Govt Planning to Reduce GST on Li-ion Batteries

India may reduce the GST on lithium-ion batteries and bring them around the tax on electric vehicles (EVs) to boost its green mobility plans.

As per the update received, various stakeholders of the central government are discussing all the possible ways to make it possible. If this happens, then it will make the country a global manufacturing hub for electric vehicles.

There is a clear difference in the tax rates on EVs and Li-ion batteries, while the EVs are taxed at 5% Li-ion batteries are taxed at 18%. Those who are well aware of all the discussions said that similar talks had taken place in the past too, but with the battery swapping policy going forward, the conversations have picked up the pace again.

Ministry of NITI Aayog, New and Renewable Energy, Heavy Industries, and other government departments held their first meeting on the battery-swapping policy on Tuesday. After the meeting, they also received suggestions and recommendations on the draft policy until June 5. People said that apart from the rationalization of taxes, standardization of batteries to ensure interoperability was also on the agenda of the meeting.

NITI Aayog will not give much emphasis on the Goods and Services Tax (GST) issues as it comes under the umbrella of the Finance Ministry, but the best they can do is send the best recommendation on tax rationalization.

GST council will be responsible for taking any decision about changing the GST rates. It was the year 2018 when the council had last reduced the GST on lithium-ion batteries from 28% to 18%. Now, when the focus is on the EV ecosystem and more automakers entering this ecosystem, people are wondering about the price parity between batteries and EVs because the difference is very clearly visible.

Last year in December, Amitabh Kant, chief executive of NITI Aayog said that the government was considering the option of reducing the GST on electric vehicle (EV) batteries. In addition, the draft policy which was released by the think tank urged the rationalization of tax on the Li-ion batteries.

“The draft policy said As per the current GST regime, tax rates on lithium-ion batteries and electric vehicle supply equipment (EVSE) are 18% and 5%, respectively. The GST Council, the decision-making body on GST provisions, may consider reducing the differential across the two tax rates. The council will take an appropriate decision in this regard at a suitable time”.

The government think tank also recommended that the existing scheme can be modified or a new scheme can be introduced to provide more clarity and support to developers of battery-swapping stations.

The government may take around three months to develop a final policy and queries sent to the Ministries of NITI Aayog, New and Renewable Energy, Heavy Industries, and Finance stayed unanswered till press time.

Experts expressed that without rationalizing the GST rates on lithium-ion batteries, India’s EV ambitions may have to face some obstacles.
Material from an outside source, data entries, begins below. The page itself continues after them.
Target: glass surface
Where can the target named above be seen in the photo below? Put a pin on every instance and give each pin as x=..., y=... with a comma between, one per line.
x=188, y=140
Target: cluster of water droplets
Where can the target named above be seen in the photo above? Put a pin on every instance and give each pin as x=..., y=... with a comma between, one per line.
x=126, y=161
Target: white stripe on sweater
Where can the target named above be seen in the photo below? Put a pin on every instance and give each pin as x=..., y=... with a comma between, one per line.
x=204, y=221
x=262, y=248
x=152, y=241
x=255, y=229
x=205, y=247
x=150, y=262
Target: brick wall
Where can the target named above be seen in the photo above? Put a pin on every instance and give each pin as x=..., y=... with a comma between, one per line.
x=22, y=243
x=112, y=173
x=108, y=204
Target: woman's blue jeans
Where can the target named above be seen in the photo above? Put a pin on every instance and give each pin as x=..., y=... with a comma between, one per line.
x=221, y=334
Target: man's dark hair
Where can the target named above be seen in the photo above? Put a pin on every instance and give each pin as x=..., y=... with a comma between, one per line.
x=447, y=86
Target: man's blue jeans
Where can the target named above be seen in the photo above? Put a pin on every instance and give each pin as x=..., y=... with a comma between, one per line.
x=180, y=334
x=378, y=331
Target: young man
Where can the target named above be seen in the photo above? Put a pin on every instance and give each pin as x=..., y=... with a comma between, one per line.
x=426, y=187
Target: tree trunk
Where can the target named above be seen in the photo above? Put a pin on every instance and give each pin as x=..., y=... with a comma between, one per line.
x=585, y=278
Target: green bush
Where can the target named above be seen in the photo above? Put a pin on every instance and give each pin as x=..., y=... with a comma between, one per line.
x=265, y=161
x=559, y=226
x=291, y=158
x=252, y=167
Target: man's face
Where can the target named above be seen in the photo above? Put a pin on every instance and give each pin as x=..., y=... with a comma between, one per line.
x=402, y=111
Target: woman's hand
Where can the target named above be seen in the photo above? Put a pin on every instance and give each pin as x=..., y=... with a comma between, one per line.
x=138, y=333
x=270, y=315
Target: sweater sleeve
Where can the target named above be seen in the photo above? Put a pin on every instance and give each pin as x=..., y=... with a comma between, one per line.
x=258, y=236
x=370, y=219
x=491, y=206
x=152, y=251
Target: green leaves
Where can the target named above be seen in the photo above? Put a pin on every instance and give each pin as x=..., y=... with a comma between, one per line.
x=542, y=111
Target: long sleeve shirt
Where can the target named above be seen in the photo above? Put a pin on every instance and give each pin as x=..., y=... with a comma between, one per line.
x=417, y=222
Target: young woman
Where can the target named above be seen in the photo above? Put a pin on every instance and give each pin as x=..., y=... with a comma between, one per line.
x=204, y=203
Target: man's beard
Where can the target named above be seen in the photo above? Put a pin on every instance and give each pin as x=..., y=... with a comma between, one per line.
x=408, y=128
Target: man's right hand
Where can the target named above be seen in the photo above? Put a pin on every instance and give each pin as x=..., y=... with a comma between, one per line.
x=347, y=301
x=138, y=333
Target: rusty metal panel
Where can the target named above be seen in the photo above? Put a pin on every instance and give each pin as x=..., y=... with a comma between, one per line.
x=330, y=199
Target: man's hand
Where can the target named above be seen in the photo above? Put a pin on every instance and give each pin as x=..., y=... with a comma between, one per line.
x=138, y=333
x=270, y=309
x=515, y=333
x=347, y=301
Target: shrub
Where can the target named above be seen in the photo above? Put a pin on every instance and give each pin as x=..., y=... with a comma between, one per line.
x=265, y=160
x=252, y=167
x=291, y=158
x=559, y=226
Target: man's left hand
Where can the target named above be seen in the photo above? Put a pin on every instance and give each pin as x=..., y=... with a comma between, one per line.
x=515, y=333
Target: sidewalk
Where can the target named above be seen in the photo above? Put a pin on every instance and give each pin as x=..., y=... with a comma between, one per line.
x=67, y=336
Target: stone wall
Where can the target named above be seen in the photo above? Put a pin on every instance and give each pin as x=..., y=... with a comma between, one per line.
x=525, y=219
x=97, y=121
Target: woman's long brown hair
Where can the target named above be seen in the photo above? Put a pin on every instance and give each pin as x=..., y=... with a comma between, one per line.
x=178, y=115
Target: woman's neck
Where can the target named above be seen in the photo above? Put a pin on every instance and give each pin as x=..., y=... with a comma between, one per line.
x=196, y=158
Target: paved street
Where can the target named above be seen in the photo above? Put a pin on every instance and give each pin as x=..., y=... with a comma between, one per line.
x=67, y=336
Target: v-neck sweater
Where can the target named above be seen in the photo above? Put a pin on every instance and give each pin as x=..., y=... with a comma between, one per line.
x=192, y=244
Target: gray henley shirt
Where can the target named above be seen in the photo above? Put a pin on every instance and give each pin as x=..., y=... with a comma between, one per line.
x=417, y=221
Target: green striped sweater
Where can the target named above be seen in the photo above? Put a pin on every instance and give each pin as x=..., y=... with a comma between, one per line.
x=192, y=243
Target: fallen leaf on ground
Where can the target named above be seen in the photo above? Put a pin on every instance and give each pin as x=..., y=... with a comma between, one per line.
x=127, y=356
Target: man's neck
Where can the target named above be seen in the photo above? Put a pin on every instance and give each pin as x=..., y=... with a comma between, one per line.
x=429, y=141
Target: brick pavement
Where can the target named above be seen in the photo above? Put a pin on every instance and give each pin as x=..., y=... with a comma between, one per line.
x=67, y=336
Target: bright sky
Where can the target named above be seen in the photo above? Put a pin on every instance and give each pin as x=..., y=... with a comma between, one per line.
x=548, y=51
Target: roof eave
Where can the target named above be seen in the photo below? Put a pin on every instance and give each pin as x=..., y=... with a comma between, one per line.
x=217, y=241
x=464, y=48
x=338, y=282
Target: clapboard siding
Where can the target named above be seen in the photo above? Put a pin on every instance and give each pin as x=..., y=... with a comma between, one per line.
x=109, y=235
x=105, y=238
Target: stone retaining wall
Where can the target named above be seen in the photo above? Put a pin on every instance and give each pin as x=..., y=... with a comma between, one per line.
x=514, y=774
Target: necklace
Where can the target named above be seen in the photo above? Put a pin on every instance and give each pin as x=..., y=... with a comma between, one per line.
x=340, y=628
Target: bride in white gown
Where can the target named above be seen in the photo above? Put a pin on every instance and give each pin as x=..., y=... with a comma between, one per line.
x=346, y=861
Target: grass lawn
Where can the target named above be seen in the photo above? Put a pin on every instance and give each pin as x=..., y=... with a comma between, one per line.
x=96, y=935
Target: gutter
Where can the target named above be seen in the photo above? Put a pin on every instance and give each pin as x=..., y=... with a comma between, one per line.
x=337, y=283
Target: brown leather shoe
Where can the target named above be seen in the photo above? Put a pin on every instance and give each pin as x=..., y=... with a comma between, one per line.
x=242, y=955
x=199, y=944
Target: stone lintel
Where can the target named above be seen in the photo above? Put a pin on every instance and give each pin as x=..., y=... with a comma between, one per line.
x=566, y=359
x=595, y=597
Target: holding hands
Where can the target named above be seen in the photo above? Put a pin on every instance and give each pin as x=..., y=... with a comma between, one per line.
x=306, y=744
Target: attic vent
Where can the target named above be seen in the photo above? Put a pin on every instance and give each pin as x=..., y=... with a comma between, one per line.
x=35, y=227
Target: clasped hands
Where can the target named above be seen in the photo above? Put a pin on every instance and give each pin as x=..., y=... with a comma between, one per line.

They also said that If the government wants to promote electric vehicles, then they have to take rate cuts seriously.

The government is making continuous efforts to promote the manufacturing of electric vehicles and batteries in the country. In the same view, it launched a production-linked incentive scheme for advanced chemical cell battery storage with an expenditure of ₹18,100 crores to attract more companies to the sector.

As per government data number of domestic electric vehicle sales this April, stayed at 72,519 units, which is 14,179 more than what was sold a year earlier, but it is also reported that in March 77,243 units of EVs were sold.